L’intervento di Mariella Parmendola su Metropolis
Castellammare di Stabia - Castellammare è in ritardo. Il cammino da fare è ancora lungo, ma la domanda è un’altra: è la strada giusta? La foto che al tramonto si può scattare dall’alto è la brutta copia delle immagini lasciate negli archivi del Comune dall’architetto Massimiliano Fuksas. Quei pontili verso il mare firmati dal noto urbanista sono il simbolo di quello che poteva essere se Castellammare non si fosse attardata, paralizzata da problemi veri e inutili divisioni. Gli chalet di oggi sono gli eredi meno nobili di quel ridisegno di locali sulla spiaggia circondati da statue inneggianti all’acqua e giardini mediterranei. In questo mese di agosto si è tornati a discutere, dividersi, confrontarsi. Una città ripiegata su se stessa, che ormai non si riaccende qualsiasi cosa accada, non ha smentito una sua antica tradizione. Com’è naturale che sia, ogni intervento riguardi il lungomare e la sua spiaggia rimette indietro il calendario di un mezzo secolo. Dal piano Beginot ad oggi di documenti e dibattiti su quel tratto di costa si potrebbe riempire l’album dei ricordi di ogni famiglia stabiese.
Adesso, il nastro appare riavvolto. La discussione riprende laddove si era interrotta. A volte in maniera strumentale, altre senza alcuna originalità. Ma riprende.
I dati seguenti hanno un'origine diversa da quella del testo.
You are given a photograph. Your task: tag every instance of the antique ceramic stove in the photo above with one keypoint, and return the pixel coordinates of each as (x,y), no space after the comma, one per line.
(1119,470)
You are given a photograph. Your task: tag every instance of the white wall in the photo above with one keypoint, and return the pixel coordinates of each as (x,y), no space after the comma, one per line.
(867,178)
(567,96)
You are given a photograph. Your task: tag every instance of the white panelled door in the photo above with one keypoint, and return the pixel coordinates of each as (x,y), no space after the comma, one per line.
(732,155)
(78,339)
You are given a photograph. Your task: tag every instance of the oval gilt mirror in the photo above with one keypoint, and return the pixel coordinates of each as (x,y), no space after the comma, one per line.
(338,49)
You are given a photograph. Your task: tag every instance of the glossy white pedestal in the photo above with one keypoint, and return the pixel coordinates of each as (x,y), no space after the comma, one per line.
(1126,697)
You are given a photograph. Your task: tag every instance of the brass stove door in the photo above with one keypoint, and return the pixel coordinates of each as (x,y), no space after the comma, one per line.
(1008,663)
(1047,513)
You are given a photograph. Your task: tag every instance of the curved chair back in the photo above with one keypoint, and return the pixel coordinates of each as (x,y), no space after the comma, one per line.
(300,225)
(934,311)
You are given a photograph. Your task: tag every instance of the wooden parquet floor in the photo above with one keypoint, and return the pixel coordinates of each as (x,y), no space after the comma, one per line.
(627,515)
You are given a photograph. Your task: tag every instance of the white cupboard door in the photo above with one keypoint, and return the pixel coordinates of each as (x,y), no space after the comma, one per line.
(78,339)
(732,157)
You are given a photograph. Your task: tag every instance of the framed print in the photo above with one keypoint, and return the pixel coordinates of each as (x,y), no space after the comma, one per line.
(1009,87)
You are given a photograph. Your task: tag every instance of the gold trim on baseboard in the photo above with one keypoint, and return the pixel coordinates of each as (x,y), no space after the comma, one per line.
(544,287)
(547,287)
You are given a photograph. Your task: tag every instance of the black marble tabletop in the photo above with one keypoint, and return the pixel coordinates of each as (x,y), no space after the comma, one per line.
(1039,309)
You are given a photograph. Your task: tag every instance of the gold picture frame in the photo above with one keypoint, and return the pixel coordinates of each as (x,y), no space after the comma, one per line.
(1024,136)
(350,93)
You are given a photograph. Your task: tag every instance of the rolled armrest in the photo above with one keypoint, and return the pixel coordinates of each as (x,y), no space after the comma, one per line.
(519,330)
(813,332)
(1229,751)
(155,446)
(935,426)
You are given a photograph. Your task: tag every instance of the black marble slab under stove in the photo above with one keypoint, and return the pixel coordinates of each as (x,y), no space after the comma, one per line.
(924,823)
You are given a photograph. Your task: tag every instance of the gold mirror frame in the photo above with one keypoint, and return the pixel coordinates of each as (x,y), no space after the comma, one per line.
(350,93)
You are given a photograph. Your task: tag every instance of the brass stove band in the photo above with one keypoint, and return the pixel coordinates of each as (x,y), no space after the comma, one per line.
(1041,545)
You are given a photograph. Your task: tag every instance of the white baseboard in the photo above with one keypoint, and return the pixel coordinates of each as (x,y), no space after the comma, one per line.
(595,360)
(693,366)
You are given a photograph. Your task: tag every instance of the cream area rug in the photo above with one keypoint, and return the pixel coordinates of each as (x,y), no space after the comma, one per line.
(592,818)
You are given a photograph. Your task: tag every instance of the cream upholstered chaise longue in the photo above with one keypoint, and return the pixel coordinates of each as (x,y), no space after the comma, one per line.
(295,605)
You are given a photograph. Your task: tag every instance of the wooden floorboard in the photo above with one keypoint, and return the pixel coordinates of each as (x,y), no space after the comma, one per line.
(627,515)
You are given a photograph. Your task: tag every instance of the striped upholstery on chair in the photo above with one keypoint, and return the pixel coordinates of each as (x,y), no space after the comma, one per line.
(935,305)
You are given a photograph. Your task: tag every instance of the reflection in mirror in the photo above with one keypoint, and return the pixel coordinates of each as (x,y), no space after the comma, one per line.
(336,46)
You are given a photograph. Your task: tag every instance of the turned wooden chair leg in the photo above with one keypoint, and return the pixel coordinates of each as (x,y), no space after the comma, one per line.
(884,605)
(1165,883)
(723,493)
Dei bar, locali e parchi giochi sull’arenile si parla ovunque. Litigano i politici, commentano le signore dal parrucchiere, polemizzano o si divertono i giovani. Non accadeva da tempo, da quando cioè sui progetti per risollevare la città in declino per il fallimento dell’industria pubblica e privata, si sentiva parlare nelle sedi di partito come tra gli anziani in Villa comunale.
Ora sembra di essere ripiombati in un remake mal riuscito. I commenti sono superficiali. Attengono a osservazioni di senso comune, non per questo senza un loro fondamento. C’è chi sostiene che quei gazebo sulla spiaggia moltiplicano caos e degrado, già imperanti di per sé. E chi li guarda con sguardo ottimista, vedendo l’inizio di qualcosa che può migliorare. Anche gli occhi meno critici avrebbero voluto gli chalet tutti uguali. Ogni stabiese si sarebbe volentieri risparmiato gli scempi del parco giochi con alberi addobbati di luci natalizie e del recinto che sollecita gli istinti violenti dei bambini cresciuti con i giochi di guerra. Per non parlare di quello che accade la sera con le musiche della movida, l’una diversa dall’altra, ma d’accordo nel trasformare il lungomare in un suk privo del fascino dell’oriente.
Il problema però è un altro. Come si colloca l’intervento che dovrebbe riaccendere la miccia del turismo in una città senza più anima e in cui nessuno elabora più un’idea di sviluppo? La velocità e l’approssimazione con cui l’amministrazione Cuomo ha realizzato i locali sull’arenile rischiano di fare mancare l’obiettivo. Il pericolo che gli interventi cadano nelle mani sbagliate è fortissimo. Senza nessun meccanismo di selezione dell’iniziativa privata da parte di chi ha la responsabilità dell’uso degli spazi pubblici, il punto è l’assenza di qualsiasi tipo di controllo sulla qualità degli interventi e sul possibile riutilizzo di capitali provenienti dalla presenza della camorra che a Castellammare non fa mai saltare un giro. Un caffè preso sul mare all’ora del tramonto riappacifica la ragione con il cuore. Ma l’attenzione non deve e non può calare in una città in cui i clan gestiscono quasi l’ottanta per cento dell’economia locale. A queste domande deve rispondere l’amministrazione Cuomo, che però con il passo dell’improvvisazione ha riacceso delle luci spente in anni difficili, in cui la città si è ripiegata interamente sotto i colpi della crisi.